Rabat – On October 6, the security of Asheville Regional Airport thwarted a bombing attack carried by a United States citizen who later told the FBI that he wanted to “fight a war on U.S. soil.” The poor national and international media coverage of the attack is sparking the ire of many activists in the country.
An improvised explosive device was found on October 6 at a terminal in the Asheville Regional Airport. After reviewing the surveillance footage, the FBI identified 46-year-old Michael Christopher Estes as the man who planted the bomb and arrested him the next morning.
Estes is an Asheville local with a heavy criminal record. He was released from jail on September 28 after serving 7 days for attacking a man with a hatchet and a knife earlier this year, despite being sentenced to up to 21 months.
Currently, Estes is accused of attempted malicious use of explosive materials and unlawful possession of explosive materials in an airport, according to the criminal complaint filed by the FBI.
After his arrest, Estes confessed he had placed the bomb at the Asheville airport, telling the FBI that he was “getting ready to fight a war on US soil.”
However, other than a few reports by local media and some national outlets, the news about the thwarted bombing attack has not drawn the media attention garnered by other plots, like Orlando nightclub shooting.
The poor media coverage on this home grown terrorist has been sparking the ire of activists and social media users, who cried foul over what they saw as the double standards of major media outlets.
not a peep about Michael Estes today
— Myke (@isthismyke) October 10, 2017
Do you know who Michael Christopher Estes is? You should. He tried to bomb an airport last Friday. Why don’t you know? #Terrorism
— David Kopf (@davidkfiction) October 12, 2017
Snopes, a fact-checking American website said that “as of 12 October 2017, there have been a handful of stories about Estes, mostly syndicated from an Associated Press report; it is true that it has gone largely without coverage or comment.”
Many speculated that the reason behind this underreporting is Estes’ race, saying it follows a pattern that violent attacks are not labeled “terrorism” when planned by white people.
Investigative news outlet The Intercept also pointed out the peculiar underreporting of the event in a column entitled “The Airport Bomber From Last Week You Never Heard About.”
“The story didn’t go viral and Trump didn’t tweet about it because the bomb was not placed by an immigrant, or a Muslim, or a Mexican,” speculated The Intercept. “It was placed there by a good ol’ white man, Michael Christopher Estes. Unlike the Las Vegas shooter, Stephen Paddock, whose motive is still hard to discern, Estes wanted to be very clear that his ultimate goal was to accelerate a war on American soil.”
“His actions aren’t an indictment of his whole faith, political outlook, and race,” the website continued. “White people aren’t, thanks to Estes, suddenly labeled terrorists or seen as a threat to American safety in the way that would almost certainly happen had it been anybody other than a white man.”
For Salon, an American news and opinion website, “the profile of Estes is politically relevant, as President Donald Trump often jumps at the opportunity to declare violent acts ‘terrorism’ solely because of the profile of the perpetrator.”
The website goes on to explain that Trump has also “ignored or washed over acts of terrorism when they are perpetrated by right-wing and/or white suspects,” a fact all the more irking as the president in renowned for using fear of terrorism as a justification for banning travel from Muslim-majority nations.

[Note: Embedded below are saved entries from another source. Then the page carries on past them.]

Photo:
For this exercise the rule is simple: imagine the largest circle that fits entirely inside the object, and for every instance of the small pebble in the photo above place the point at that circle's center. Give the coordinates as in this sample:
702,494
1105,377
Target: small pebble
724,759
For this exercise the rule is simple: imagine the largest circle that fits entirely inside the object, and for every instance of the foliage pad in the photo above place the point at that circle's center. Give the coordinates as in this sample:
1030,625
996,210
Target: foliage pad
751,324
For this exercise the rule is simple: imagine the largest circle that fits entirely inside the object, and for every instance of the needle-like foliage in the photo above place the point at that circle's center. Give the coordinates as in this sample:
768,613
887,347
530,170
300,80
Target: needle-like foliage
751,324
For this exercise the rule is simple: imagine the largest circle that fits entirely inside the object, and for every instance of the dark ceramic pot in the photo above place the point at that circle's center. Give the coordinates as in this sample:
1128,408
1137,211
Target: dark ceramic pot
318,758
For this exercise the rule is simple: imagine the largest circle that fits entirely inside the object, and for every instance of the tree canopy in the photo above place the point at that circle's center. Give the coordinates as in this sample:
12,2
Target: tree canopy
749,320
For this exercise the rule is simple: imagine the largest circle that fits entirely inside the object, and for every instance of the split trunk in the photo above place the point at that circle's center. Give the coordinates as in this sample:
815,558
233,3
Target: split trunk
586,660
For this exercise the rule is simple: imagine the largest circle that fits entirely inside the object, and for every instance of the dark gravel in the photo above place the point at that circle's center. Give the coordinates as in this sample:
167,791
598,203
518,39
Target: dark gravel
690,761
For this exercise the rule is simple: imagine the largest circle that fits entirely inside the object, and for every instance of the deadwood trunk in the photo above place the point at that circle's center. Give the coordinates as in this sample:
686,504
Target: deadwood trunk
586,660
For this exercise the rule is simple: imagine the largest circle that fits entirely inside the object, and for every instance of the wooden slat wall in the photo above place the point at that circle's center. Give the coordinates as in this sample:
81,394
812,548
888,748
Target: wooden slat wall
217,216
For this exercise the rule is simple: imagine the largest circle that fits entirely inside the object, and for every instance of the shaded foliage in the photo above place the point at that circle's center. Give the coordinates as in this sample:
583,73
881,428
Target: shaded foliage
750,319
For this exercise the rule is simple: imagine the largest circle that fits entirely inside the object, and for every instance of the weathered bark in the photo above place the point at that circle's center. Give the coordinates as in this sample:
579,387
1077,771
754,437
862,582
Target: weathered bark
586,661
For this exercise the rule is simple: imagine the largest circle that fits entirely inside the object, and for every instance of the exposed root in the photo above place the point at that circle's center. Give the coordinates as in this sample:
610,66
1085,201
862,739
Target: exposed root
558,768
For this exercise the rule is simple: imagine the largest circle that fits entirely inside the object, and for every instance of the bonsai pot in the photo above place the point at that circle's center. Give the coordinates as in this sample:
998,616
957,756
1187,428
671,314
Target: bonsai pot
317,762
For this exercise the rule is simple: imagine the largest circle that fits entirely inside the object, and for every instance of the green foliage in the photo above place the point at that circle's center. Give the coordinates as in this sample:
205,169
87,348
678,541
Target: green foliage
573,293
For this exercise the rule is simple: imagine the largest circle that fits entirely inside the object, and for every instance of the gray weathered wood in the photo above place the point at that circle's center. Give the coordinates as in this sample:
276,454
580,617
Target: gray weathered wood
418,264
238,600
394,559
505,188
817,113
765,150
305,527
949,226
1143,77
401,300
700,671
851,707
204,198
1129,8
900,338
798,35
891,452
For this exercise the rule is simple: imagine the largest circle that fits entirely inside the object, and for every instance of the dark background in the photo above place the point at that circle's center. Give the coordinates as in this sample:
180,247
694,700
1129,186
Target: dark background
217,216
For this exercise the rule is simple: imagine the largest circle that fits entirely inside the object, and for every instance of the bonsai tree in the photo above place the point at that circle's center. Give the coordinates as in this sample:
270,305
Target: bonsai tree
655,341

While one justification of the low coverage of the event could be Estes ethnicity, others speculated that the reason could simply be newsroom logistics in coverage.
“there are other factors that may have gone into the relative lack of coverage,” wrote Snopes “The fact that the bombing was thwarted, making the story relatively low-priority; the fact that still-shrinking newsrooms have to pick and choose their stories; and the fact that newsrooms are so inundated with national and international stories in 2017 that this particular item might not have even registered.”